Is it foolish to continually believe the best of people, to trust them until given reason not to? To take their words at face value and leave it at that? Maybe I choose not to see things or assume things that may be obvious to others, but I don't think I'm naive, I really don't. I don't squeeze my eyes shut, clap my hands over my hears and yell "LA LA LA can't hear it, can't see it, so it's not happening." I won't go into denial or invent excuses so that I can carry on believing something isn't true. I know that people screw up, and even that they don't always have the best of intentions. But I don't want to start by assuming that this is the case.
So what do you do when you've seen something you'd rather not, or when someone lets you down or hurts you? Do you let it eat away at your faith in human nature? Do people have to work harder to earn your trust, do you become always on your guard? It would result in less heartache- after all, if you don't expect much from people then they can't disappoint you. And there's probably quite a bit of wisdom in erring on the side of caution.
But I don't want to become jaded, and I don't want to be cynical. Hey, I've been hurt and I've been disappointed.

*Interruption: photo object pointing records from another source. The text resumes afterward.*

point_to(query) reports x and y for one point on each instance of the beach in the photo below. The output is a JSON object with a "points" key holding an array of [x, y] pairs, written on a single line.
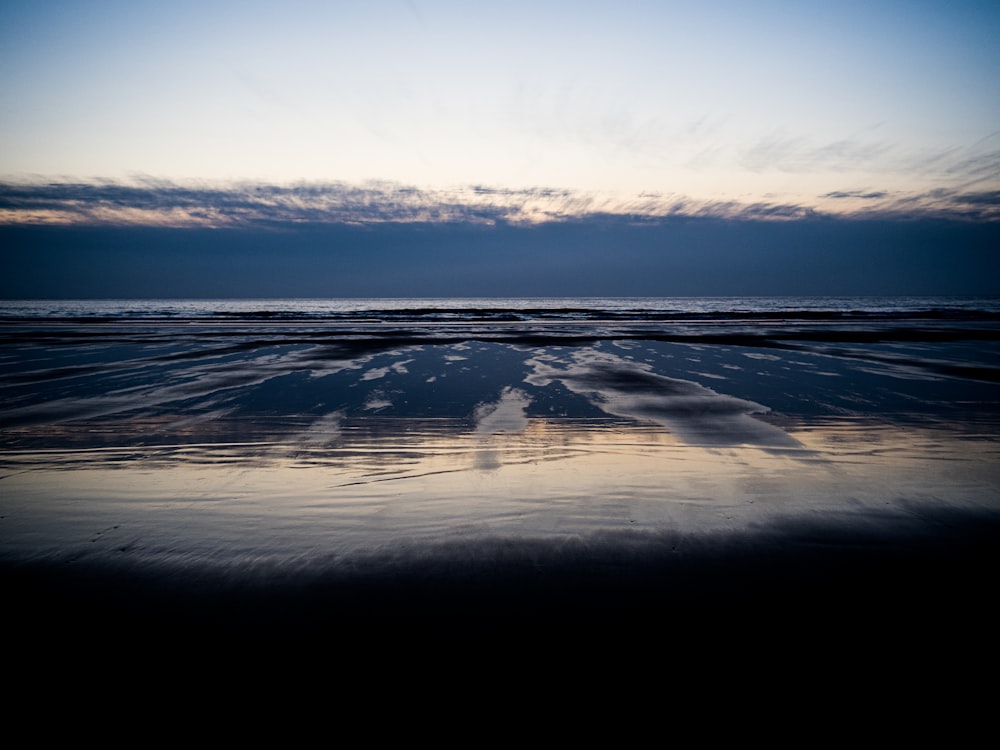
{"points": [[508, 477]]}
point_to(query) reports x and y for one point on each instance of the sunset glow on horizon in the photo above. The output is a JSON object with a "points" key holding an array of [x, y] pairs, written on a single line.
{"points": [[837, 110]]}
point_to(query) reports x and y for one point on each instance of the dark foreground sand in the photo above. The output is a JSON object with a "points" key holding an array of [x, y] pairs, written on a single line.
{"points": [[634, 503]]}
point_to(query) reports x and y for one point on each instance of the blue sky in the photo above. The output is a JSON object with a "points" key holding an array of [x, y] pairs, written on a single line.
{"points": [[522, 111]]}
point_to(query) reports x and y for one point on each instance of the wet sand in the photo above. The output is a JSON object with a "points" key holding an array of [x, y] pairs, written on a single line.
{"points": [[222, 488]]}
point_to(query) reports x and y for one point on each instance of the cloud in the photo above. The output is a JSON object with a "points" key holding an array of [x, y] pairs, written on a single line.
{"points": [[147, 201], [872, 195]]}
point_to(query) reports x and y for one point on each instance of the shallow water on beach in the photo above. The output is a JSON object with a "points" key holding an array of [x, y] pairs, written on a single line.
{"points": [[235, 445]]}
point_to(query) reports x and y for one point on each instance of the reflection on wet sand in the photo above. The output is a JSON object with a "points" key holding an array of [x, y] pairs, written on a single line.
{"points": [[343, 486], [469, 484]]}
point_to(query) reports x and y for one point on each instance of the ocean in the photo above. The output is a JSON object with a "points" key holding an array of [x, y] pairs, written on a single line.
{"points": [[280, 471]]}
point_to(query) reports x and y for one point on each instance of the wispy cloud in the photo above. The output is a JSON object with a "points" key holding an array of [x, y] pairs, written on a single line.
{"points": [[147, 201]]}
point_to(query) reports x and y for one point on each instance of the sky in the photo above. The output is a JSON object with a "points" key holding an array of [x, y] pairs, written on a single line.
{"points": [[265, 115]]}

Sometimes I've been completely shocked by it and sometimes I haven't, but I've never expected it. I've always chosen to put it aside and continue being generous with my trust. And it's a deliberate choice that I've been proud of. But there's a little part of me that's wondering if it's just foolishness. It certainly almost got me into a compromising situation a couple months ago. I felt like a fool then, I admit. I should have
foreseen it & should have known better- perhaps I was naive.
So is the choice cynicism or
naivety? Is there an in between? Can I be trusting without being gullible? Or can I be cautious without feeling jaded?